Menurut Butet, Soekarno tidak hanya dikenal sebagai Presiden pertama Indonesia, tetapi juga sebagai Proklamator, penggali Pancasila, tokoh ideologi bangsa, serta sumber inspirasi yang terus hidup di kalangan seniman.
Tantangan Generasi Muda Menggali Sosok Bung Karno
Kurator pameran, Suwarno Wisetrotomo, mengatakan panitia memberikan tantangan kepada para seniman untuk menggali lebih dalam berbagai sisi kehidupan dan pemikiran Soekarno melalui karya seni rupa.
Para seniman diminta merepresentasikan pemahaman mereka terhadap Soekarno melalui interpretasi artistik yang beragam.
Suwarno menjelaskan bahwa tantangan tersebut tidak mudah karena sebagian besar peserta pameran merupakan generasi muda yang lahir dan tumbuh pada era 1990-an, jauh setelah masa kepemimpinan Soekarno.
Meski demikian, ia menilai sosok Soekarno masih memiliki relevansi yang kuat dan terus menjadi sumber inspirasi hingga saat ini.

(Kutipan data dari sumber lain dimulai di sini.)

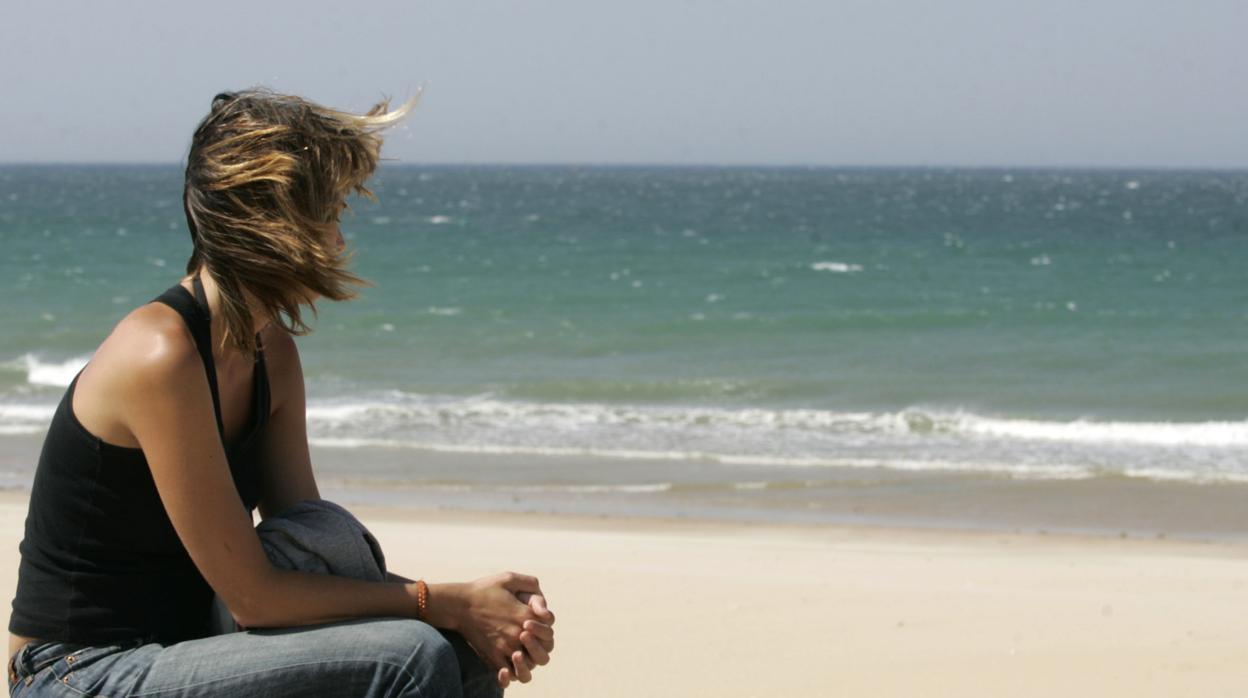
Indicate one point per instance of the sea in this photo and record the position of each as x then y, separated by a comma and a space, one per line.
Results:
753, 339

"Bung Karno adalah air, tanah, angin, dan api menghidupi, menumbuhkan, menebarkan, dan menyalakan harapan dari waktu ke waktu sampai hari ini. Lebih dari setengah abad sepeninggal Bung Karno, ia adalah inspirasi yang tak pernah redup," ujar Suwarno Wisetrotomo.
Pameran "Mata Hati Soekarno" menampilkan sebanyak 47 karya seni yang dipajang di seluruh area ruang pameran.
Karya-karya tersebut merepresentasikan berbagai pandangan dan interpretasi para seniman terhadap sosok Sang Proklamator.
Melalui pameran ini, panitia berharap masyarakat dapat lebih mudah mengenal Soekarno melalui pendekatan seni rupa sebagai media edukasi sejarah.
Pameran juga diharapkan membantu mewariskan nilai-nilai perjuangan, nasionalisme, dan cita-cita kebangsaan Soekarno kepada generasi muda melalui berbagai bentuk ekspresi seni.